Une mise en scène plus audacieuse
Les nombreuses scènes de batailles, ainsi que les déplacement incessants des personnages entre les trois pôles du pouvoir de Westeros (Winterfell au nord, Port-Réal au centre et Peyredragon au sud) ont imprimé à la saison un mouvement constant tranchant avec l’immobilité des intrigues de cour et faisant du continent un vaste terrain de jeu propice aux expérimentations visuelles. Les différents réalisateurs ont profité de cette accélération rythmique pour ravir la vedette aux sacro-saints scénaristes et tester des idées de mise en scène audacieuses.
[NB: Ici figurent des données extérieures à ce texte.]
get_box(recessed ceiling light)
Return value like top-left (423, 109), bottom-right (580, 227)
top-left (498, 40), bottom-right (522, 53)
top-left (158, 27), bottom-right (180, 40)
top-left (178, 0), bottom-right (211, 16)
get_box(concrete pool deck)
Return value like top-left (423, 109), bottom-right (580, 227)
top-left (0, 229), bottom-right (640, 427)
https://www.youtube.com/watch?v=rcfkSKBPMSc&feature=youtu.be
On pense par exemple aux séquences finales des épisodes 1 et 3 : la montée des marches de Daenerys Targaryen depuis la plage de Peyredragon jusqu’à la salle du trône de sa citadelle a pris la forme d’une procession solennelle et muette convoquant avec malice le final du Réveil de la Force de JJ Abrams, quant la prise de Castral-Roc, fief des Lannister, par les Immaculés a opté pour une figuration distanciée en forme de précis de stratégie militaire narré par Tyrion Lannister.
La stupéfaction par le spectaculaire
Comme les années précédentes, la série a cristallisé des passions de part et d’autre de l’écran. Côté spectateurs, la surexcitation fanatique côtoyait l’habituelle guerre des spoilers, jusqu’à ce que l’épisode 6, Au-delà du Mur (diffusé par erreur cinq jours en avance par la branche espagnole d’HBO) soulève un tempétueux débat sur le réalisme des aventures des personnages.
Tout semblait d’un coup aller trop vite, les distances parcourues habituellement en de longs mois de voyage se soldant en quelques heures de corbeaux et de dragon. Tout paraissait exagéré, à l’image de ce dragon ressuscité en monture zombie par le Roi de la nuit… Cette simplification de la gestion spatiale et temporelle a contribué à troquer une logique de vraisemblance contre un pouvoir d’émerveillement plus enfantin et direct, parti pris risqué mais qui a selon nous contribué à hisser la saison à la hauteur des canons du genre, Seigneur des anneaux en tête.
Toutes les bonnes choses ont une fin
Dans l’univers des séries télévisées, la gourmandise est un vilain péché, et a poussé bien des producteurs et showrunners à maintenir en respiration artificielle un récit qui avait épuisé toutes ses possibilités narratives. Il y a pourtant une forme d’élégance à poser soi-même le point final d’une aventure, à soigner sa conclusion pour quitter l’arène la tête haute et au faîte de la gloire. Si HBO s’est assuré avec l’annonce de la production de cinq spin off de sa saga phare que sa poule aux oeufs d’or continuerait de pondre encore longtemps, les créateurs ont annoncé que les saison 7 et 8 de Game of Thrones en formeraient le bouquet final en deux temps. Leur choix semble avisé, et indique un respect de la matière première littéraire du show (si elle est toujours en court d’écriture, J. R. R. Martin en aurait révélé les principaux éléments de résolution à ses adaptateurs).
https://www.youtube.com/watch?v=7bKOPu66Elk&feature=youtu.be
Cette septième saison, électrisée par une accélération narrative revigorante, aura renoué avec l’essence de la série et scellé enfin l’alliance du dragon et du loup, de la glace et du feu. Les six derniers épisodes, prévus pour 2019, devraient solder les luttes de pouvoir pour le Trône de fer, et scander la lutte finale des royaumes humains contre les morts venus du froid. Winter is gone ?
Game of Thrones saison 7, disponible sur OCS.